What We Do
Derived from the methods and members of Janelia's completed NeuroSeq team project, Quantitative Genomics provides expert services for cell isolation, transcriptome and epigenetic profiling, and de novo genome assembly using next generation sequencing platforms from Illumina. Our goal is to serve as a gateway to the rapidly evolving technologies for high content genomic analysis for both experts and novices. From experimental design to data analysis, we are ready to help Janelians at any phase of a project.
- Illumina HiSeq 2500 and cBot clustering station
- Illumina NextSeq 550
- Illumina MiniSeq
- Drop-seq workstation
- 3 Leica fluorescent dissecting microscopes
- Agilent Bioanalyzer 2100*
- Covaris S2 and E220 sonicators
- Diagenode Bioruptor*
*generously made available to us by other labs at Janelia
Next Generation Sequencing
Our facility provides next generation sequencing (NGS) using the Illumina HiSeq 2500, NextSeq 550, and MiniSeq platforms. Technical resources are available for all aspects of NGS including cell isolation, nucleic acid purification, library construction, sample barcoding, and limited data analysis.
Our expert staff of Research Specialists provides services, training, and equipment for sample and library preparation, and quality control. The team also provides technical assistance for developing new methods for cell capture/isolation, custom library prep, and barcoding schemes.
Bring us your favorite methods or crazy ideas for new approaches (such as TagMap) and we will work with you to implement a robust pipeline from sample to sequence. We can work with challenging samples and limiting amounts of material that most core sequencing labs won’t touch.
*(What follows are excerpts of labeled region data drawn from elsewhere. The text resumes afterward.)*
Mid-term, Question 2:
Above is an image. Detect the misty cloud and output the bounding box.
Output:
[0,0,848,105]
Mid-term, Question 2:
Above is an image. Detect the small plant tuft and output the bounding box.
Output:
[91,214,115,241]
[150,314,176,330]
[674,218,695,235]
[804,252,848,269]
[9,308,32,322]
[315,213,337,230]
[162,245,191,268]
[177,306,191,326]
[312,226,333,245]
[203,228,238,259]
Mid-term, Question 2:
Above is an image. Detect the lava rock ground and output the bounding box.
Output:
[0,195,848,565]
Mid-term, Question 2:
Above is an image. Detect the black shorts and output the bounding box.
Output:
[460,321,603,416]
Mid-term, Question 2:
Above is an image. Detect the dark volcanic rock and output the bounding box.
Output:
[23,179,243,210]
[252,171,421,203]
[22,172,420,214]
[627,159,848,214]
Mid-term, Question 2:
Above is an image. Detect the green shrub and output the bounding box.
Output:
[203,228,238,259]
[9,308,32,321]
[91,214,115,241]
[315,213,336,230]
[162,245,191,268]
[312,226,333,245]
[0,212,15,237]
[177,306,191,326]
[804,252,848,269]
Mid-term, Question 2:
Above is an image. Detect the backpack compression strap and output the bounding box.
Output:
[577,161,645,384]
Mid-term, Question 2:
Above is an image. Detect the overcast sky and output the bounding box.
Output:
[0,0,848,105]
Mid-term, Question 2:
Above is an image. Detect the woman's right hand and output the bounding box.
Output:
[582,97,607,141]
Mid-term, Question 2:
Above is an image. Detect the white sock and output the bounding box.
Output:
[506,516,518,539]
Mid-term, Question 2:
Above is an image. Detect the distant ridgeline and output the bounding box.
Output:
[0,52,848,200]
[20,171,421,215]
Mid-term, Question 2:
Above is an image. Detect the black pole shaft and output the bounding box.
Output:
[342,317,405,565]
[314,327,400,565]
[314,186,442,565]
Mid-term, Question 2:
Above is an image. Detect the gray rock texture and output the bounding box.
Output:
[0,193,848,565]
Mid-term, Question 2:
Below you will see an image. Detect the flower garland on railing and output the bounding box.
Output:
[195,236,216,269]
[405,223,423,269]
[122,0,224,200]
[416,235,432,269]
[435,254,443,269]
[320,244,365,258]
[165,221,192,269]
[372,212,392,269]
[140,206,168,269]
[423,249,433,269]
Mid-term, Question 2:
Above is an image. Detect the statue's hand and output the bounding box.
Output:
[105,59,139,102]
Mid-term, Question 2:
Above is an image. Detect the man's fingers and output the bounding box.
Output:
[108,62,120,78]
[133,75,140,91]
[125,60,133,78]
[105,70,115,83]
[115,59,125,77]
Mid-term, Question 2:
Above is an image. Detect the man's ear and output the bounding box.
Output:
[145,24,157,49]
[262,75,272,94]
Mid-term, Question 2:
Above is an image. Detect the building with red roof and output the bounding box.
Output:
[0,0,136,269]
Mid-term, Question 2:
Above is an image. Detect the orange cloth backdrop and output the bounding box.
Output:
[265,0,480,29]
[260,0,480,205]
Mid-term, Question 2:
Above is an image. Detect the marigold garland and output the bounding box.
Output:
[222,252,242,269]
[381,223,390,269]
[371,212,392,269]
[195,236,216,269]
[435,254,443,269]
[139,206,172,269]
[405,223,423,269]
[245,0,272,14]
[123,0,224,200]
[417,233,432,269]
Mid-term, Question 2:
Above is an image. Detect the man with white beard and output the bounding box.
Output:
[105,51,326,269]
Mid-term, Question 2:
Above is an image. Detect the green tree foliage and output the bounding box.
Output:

At this time we are providing limited data analysis, with the expectation that most users of this resource have the means to process the raw sequence data we produce.
For all NGS work we provide the raw sequence file (fastq), a fastQC read quality report showing the performance of the sequencing run, and associated run metrics such as the de-multiplexing report.
For transcriptome profiling we have a basic analysis pipeline for adapter trimming, read alignment, and gene expression estimation using RSEM. We have stable genome reference and annotation sets for Drosophila (release 6), mouse (mm10), and zebrafish (danRer10), and can help identify appropriate reference annotations for other species as needed. We provide the aligned reads (bam), gene expression tables (counts, FPKM, and TPM), and additional information such as the ERCC spike-in performance.
We can also perform basic de novo genome assembly for sequences as small as a plasmid and as large as human-sized genomes such as Parhyale hawaiensis. We can help with transcriptome assembly, gene prediction, and feature annotation to create a reference assembly and annotation set where none exists.
We can transfer terabytes of data to the cloud (Amazon, Dropbox) or to your collaborators. When the time comes to publish your results, we can help prepare the data for submission to online databases such as the NCBI sequence read archive (SRA) and gene expression omnibus (GEO).
Careful dissection of fly brains prior to tissue digestion and manual isolation of specifically labeled neurons is critical to the health of the cells and the quality of transcriptomic data we produce.
Preparing to manually isolate mouse neurons requires extensive experience with mouse neuroanatomy and precise microdissection of specific brain regions.
Our HiSeq 2500 is the workhorse of the Quantitative Genomics facility, generating up to 3 billion reads per week at maximum capacity.
A simple Drop-seq workstation for single cell transcriptome analysis utilizes an inverted light microscope to visualize reagent flow in the microfluidic chambers, three syringe pumps to control reagent flow, and a magnetic stir platform for gentle mixing of cells and oligo beads.